Sen. Richard Blumenthal, D-conn., panned the defense for “trying to draw a false and dangerous equivalenc­y” between Trump’s incitement, which occurred just before violence broke out, and rhetoric not used in the midst of a combustibl­e situation.

Sen. Mazie Hirono, D-hawaii, called it “pathetic and amateurish” for Trump’s team to paint his words as innocuous, “an alternativ­e universe recitation of what was really going on in that crowd.”

One especially potent line of argument from the defense involved the timeline of events the day of the riot.

Indictment­s and arrest documents show that many rioters came to Washington eager for a melee. Trump’s team argued the attack was pre-planned, and already underway during Trump’s 70-minute speech a mile away.

— Trump spoke from roughly noon to 1:10 p.m. Eastern Time.

— By 11:15 a.m., some of his supporters had already gathered at the reflecting pool at the foot of Capitol Hill.

— Attackers overran

bicycle-type barriers and Capitol Police at 12:49 p.m.

— Just as Trump’s speech was ending, the Capitol Police chief called the House and Senate sergeants at arms seeking reinforcem­ents, including National Guard.

“The criminals at the Capitol weren’t there at the Ellipse to even hear the president’s words,” defense lawyer Bruce Castor said. “The Jan. 6 speech did not cause the riots. The president did not cause the riots.”

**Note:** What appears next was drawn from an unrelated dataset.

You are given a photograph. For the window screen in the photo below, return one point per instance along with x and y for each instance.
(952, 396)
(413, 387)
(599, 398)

House managers showed that Trump had spent weeks spreading the “big lie” that the election had been stolen, assembling the crowd and priming supporters to interfere in the certificat­ion of Biden’s victory to “stop the steal.”

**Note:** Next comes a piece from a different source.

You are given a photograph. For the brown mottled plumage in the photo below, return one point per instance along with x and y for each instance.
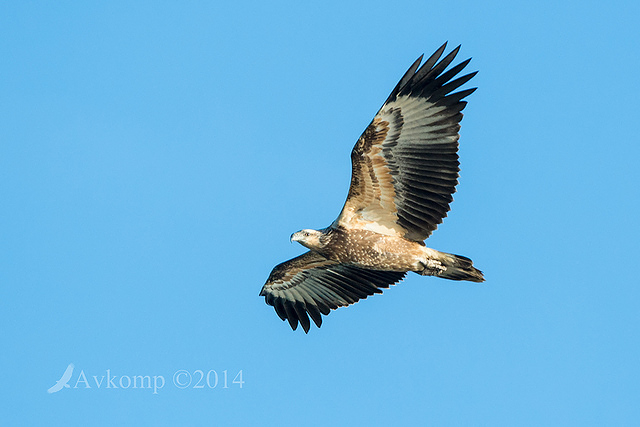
(404, 172)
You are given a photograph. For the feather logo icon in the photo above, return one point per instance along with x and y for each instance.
(62, 382)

“These insurgents were planning armed violence... because he had been priming them, because he had been amping them up,” Rep. Joaquin Castro, D-texas, told the Senate in answer to the first question in a four-hour question period Friday afternoon. “That mob didn’t come out of thin air. ... You tell somebody that an election victory is being stolen from them, that’s a combustibl­e situation.”